Van Braxton Deputy Commissioner for the Senior Health Insurance Information Program advised that the Program is recommended for a total cut of all Federal funds. Volunteers within the North Carolina SHIIP served 105,078 people and saved $44 million last year. He brought to our attention that the NC Secretary of State’s Office is spearheading a public awareness campaign to warn the public about the dangers of counterfeit prescription drugs sold by bogus online pharmacies. The campaign is alerting consumers that there is now a website, verifybeforeyoubuy.org where they can check whether the online pharmacy they are considering buying medication from is legitimate. The National Association of Boards of Pharmacy and the FDA report that 97% of online pharmacies at any given time are fake.
Michael Boles presented information on behalf of the North Carolina Adult Day Services Association. North Carolina has 92 certified centers, in 47 counties, serving up to 24,918 participants. The waiting list continues to grow. He reported the NC Median Annual Charge per person for the following services: Adult Day Care – $12,935; Home Care $40,612; Assisted Living – $36,000; Nursing Home – $78,840 to $89,424. (Source: Genworth Financial Long Term Care Cost Study 2016.)

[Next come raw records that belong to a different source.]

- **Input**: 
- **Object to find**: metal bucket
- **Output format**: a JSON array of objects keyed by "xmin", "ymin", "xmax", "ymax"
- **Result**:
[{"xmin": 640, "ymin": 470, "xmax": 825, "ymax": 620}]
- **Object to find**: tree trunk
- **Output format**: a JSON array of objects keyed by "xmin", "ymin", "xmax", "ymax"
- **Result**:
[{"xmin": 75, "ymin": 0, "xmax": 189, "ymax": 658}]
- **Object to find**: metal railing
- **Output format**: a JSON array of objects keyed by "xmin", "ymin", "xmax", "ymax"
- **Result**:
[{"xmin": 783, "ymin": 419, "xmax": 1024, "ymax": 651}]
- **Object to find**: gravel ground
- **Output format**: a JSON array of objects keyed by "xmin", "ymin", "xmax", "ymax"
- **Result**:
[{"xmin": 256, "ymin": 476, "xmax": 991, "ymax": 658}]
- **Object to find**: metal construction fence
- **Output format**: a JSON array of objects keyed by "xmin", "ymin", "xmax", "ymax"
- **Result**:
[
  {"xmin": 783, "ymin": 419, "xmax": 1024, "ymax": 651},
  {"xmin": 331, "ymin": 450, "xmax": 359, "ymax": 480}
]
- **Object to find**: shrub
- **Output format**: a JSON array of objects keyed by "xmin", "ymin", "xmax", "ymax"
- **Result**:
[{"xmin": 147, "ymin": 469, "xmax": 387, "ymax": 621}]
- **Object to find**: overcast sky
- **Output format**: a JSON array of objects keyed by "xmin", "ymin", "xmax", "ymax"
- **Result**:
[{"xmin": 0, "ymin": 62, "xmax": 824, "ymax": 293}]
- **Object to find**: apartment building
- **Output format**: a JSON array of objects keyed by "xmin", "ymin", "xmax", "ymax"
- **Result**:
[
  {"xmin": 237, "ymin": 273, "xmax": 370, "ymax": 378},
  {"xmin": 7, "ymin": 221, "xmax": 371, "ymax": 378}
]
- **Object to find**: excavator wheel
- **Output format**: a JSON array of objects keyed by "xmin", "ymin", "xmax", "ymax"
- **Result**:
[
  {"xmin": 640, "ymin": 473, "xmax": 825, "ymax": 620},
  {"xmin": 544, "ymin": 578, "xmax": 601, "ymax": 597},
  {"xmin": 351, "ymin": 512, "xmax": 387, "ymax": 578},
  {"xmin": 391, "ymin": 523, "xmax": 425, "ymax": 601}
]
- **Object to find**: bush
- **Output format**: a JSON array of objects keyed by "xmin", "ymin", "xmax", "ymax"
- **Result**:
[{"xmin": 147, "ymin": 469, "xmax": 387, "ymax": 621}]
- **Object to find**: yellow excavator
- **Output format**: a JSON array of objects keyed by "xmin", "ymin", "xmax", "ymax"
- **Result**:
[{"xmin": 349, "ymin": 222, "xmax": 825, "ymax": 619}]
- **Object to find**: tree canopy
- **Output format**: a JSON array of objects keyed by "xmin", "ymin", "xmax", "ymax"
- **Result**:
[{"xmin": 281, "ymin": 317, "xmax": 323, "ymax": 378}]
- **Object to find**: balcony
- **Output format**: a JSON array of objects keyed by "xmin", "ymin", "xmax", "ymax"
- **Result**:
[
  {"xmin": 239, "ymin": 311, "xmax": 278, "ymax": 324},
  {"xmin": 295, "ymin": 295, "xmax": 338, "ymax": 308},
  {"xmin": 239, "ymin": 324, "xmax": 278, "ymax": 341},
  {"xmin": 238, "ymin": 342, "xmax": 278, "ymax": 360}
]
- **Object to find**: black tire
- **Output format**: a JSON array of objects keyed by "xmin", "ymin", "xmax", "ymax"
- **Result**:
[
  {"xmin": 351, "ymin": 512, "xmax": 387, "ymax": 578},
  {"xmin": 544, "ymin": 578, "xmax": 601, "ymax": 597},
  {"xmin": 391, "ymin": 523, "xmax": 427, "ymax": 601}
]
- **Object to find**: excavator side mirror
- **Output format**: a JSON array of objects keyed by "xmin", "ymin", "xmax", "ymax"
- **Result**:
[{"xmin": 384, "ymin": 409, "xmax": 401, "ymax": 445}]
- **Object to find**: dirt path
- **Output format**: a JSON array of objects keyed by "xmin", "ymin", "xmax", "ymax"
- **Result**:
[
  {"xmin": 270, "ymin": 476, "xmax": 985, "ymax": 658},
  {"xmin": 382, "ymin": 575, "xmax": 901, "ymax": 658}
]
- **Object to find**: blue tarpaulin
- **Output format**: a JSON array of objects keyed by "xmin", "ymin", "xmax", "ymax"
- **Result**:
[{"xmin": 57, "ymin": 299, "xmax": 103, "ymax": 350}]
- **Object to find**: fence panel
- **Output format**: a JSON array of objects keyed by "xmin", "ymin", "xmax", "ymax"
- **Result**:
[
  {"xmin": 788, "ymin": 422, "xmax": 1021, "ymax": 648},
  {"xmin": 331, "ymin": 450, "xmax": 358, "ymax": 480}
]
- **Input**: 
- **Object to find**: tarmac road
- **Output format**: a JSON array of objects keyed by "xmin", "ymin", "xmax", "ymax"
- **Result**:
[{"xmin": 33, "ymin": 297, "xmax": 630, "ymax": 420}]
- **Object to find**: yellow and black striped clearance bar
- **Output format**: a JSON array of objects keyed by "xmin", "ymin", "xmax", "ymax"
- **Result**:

Linda Shaw of the North Carolina PACE Association (Programs of All-Inclusive Care for the Elderly), reported that the program has been stalled or frozen in the central part of the state for the last five years. The program has proven to be cost effective. She encouraged attendees/advocates to voice concern regarding expanding the program into other counties/regions. PACE is a permanent Medicare program that has full and unlimited risk for all needed care. Existing state regulations and restrictions increase the costs and inhibit the ability to provide all-inclusive care to PACE participants.
The North Carolina Senior Tar Heel Legislature promotes citizen involvement and advocacy concerning aging issues before the General Assembly, as well as assesses the legislative needs of older adults by convening a forum modeled after the North Carolina General Assembly. For more information contact Dare County Delegate Kaye White at (252) 441-7062, Mary Ellen Hawthorne, Alternate, at (252) 480-1062 or the Albermarle Commission Regional Area Agency on Aging at (252) 426-5753. You can also visit the NCSTHL website at http://www.ncsthl.org as well as our Facebook page, search for North Carolina Senior Tar Heel Legislature.
The next meeting of the NCSTHL will be held October 3-4, 2017 in Chapel Hill. During that session, new officers will be elected for the 2018-2019 term.